The Sport line is all about the business of driving, featuring black seats with high bolsters and black and red interior trim, our choice for serious driving or a day at the circuit or just looking manly.

Regardless of trim, the 3 Series sedan's cockpit is oriented around driving, the dash angled slightly toward the driver bringing all controls within easy reach. Four circular dials (fuel gauge, speedometer, tachometer and oil temperature gauge) come with a black panel display. Climate controls are traditional BMW, intuitive and easy to operate. Overall, the trim is nice. Soft-touch plastic inside the interior door handles feels upscale. One gripe was the plastic glovebox latch, which looked and felt cheap.

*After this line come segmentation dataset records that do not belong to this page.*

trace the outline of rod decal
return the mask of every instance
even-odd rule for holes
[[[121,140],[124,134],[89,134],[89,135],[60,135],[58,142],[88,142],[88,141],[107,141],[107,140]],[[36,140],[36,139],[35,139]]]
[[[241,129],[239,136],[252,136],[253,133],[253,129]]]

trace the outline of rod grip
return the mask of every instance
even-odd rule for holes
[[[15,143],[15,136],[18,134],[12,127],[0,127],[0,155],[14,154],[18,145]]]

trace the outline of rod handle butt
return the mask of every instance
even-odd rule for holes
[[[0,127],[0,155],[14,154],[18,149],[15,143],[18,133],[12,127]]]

The iDrive monitor sticks up above the dash, reminding us of a flat-screen television that pops out of a piece of furniture when switched on. Except this little flat-screen is always there: It does not retract into the dash, and it is not beautiful to behold, though it is easy to see and it does work well. The high-resolution display is wide, allowing a view of more real estate and more roads to the sides, useful when navigating. Real-time traffic information is provided, handy in metro areas that support it. Shift into Reverse and the rearview camera automatically displays what's behind the car, valuable for helping the driver spot a low post or a small child. In addition, Surround View with Side View and Top View offer a bird's-eye perspective of the vehicle and the area around it, very helpful in tight confines. Parking Assistant helps the driver parallel park by finding a space, turning the steering wheel, practically parking the car itself.

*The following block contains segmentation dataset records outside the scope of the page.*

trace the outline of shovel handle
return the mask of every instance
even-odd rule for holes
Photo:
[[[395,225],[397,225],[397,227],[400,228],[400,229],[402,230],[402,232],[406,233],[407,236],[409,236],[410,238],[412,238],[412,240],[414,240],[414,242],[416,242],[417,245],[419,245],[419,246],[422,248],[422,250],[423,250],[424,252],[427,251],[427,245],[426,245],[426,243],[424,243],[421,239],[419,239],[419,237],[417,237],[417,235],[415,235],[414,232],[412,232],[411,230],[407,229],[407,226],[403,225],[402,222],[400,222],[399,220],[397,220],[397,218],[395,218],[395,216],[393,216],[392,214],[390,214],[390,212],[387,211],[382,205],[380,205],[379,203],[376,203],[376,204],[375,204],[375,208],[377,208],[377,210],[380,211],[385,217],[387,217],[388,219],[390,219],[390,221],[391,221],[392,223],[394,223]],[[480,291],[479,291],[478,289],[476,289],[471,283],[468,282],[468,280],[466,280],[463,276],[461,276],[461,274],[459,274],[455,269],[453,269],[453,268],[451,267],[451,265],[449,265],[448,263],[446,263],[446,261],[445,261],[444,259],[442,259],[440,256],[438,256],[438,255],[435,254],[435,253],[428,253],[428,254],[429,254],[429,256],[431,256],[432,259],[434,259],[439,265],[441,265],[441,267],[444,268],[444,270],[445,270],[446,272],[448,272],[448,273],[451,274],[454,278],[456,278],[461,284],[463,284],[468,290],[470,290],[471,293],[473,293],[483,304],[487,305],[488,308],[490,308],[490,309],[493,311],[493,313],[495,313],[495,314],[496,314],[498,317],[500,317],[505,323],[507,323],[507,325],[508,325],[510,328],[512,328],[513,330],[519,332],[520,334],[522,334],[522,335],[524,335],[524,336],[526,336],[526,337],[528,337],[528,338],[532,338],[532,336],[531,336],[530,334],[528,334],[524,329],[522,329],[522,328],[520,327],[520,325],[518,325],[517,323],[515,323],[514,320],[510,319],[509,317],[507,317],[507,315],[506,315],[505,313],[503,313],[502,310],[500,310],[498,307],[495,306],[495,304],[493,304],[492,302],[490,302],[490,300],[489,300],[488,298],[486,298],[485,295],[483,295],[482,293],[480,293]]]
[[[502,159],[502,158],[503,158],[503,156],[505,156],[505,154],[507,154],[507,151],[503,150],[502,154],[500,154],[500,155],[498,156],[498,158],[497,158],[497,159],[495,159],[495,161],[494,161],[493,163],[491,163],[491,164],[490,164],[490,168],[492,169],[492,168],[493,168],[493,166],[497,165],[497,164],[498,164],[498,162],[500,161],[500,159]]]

The BMW Connected app allows users to access their music library, email, text messages and more by tethering their iPhones with the built-in cable or optional dock. BMW Apps also offers access to Pandora, subscription-based music service MOG and more.

Rear-seat roominess was increased for the 2012 BMW 3 Series sedan, providing slightly more legroom and headroom. A pair of us sat in the back seats and found them roomy with good headroom. We think the 3 Series sedan would be a fine choice for transporting four adults out to dinner. Getting in and out of the back seats is easy. When we swung our feet out, our toes didn't hit the B-pillar.

Getting into the trunk is easy. Kick your foot under the rear bumper and the system will sense your remote control and pop the trunk lid for you, handy when walking up to the car with two armloads of groceries. The trunk is about average for the class at 13 cubic feet.

Cargo space on coupes measures 11 cubic feet, while the convertible is relegated to a measly 9 cubic feet.